We had an instance where a patient wasn't able to charge her Fitbit. We tried to explain over the phone, but it actually required a house visit in order for this patient to understand how to charge the device. We thought we could put sensors around the ankle joint of patients to measure steps, and some patients felt like they were under house arrest when wearing our sensor on their ankle."

5. What are some of the most exciting projects you're working on today?
"Well, we create our own technologies and sensors. We find out soon if our first sensor is approved by the FDA. Also, with the vision of our hospital Enteprise Information Services (EIS) team, our hospital's EHR is now connected to Apple's HealthKit, it's a great achievement, we now have 750 people pouring in real-time sensor data into our EPIC Electronic Health Record. We've also developed My GI Health, a patient provider portal which by gathering information on symptoms in advance of a visit to the doctor, helps us learn more about a patient's GI symptoms. The computer doesn't forget to ask questions, but sometimes the doctor forgets to ask questions. Although much of our research is in GI, we are working across healthcare.

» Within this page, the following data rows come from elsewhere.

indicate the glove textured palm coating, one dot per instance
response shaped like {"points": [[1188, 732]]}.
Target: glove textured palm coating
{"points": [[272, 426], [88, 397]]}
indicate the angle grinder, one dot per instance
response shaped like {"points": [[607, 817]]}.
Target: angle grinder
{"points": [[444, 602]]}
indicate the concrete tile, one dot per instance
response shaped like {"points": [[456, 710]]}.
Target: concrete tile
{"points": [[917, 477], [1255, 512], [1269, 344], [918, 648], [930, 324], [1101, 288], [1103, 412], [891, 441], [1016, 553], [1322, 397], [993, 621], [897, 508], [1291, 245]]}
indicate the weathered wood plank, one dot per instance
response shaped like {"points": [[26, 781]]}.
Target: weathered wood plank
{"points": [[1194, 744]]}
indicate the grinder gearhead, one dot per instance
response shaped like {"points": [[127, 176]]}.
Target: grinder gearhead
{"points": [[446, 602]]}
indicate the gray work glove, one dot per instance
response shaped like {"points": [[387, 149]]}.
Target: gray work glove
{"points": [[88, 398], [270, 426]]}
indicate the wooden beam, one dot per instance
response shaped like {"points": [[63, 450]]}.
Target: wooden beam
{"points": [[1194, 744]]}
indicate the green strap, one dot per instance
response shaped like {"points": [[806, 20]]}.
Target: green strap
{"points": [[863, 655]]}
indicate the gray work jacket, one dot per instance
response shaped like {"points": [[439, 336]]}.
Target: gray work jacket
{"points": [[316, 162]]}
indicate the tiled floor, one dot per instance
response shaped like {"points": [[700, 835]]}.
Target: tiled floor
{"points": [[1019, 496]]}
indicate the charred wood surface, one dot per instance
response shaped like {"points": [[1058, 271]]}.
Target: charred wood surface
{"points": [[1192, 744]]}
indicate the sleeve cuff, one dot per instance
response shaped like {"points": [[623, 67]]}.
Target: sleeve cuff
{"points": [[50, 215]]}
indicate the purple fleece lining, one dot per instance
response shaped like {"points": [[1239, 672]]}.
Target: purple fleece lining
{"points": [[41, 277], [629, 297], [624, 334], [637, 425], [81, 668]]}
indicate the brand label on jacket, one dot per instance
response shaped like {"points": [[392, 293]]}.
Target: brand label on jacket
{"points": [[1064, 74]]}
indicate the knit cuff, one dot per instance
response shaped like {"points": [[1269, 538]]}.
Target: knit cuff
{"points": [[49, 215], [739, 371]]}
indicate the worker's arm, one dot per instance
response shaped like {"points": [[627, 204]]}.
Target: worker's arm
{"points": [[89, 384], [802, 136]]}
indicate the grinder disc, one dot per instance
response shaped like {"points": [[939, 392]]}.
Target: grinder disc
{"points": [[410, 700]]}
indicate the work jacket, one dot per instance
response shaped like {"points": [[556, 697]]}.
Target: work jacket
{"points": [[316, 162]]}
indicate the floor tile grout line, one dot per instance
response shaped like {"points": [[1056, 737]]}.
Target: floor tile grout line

We are now building a version of My GI Health for rheumatology, for example. We are also interested in testing whether the first visit to a specialist doctor should be virtual or in person? What would patients & doctors actually want? We are putting a study design together now that will compare both types of visits."

6. What are some of the challenges you face in your research?
"The research we do is often challenging for the IRB because it’s so different.  We work closely with our IRB to explain the nature of our work. As more academic groups conduct Digital Health research, it will be important that medical centers develop regulatory expertise around this type of work.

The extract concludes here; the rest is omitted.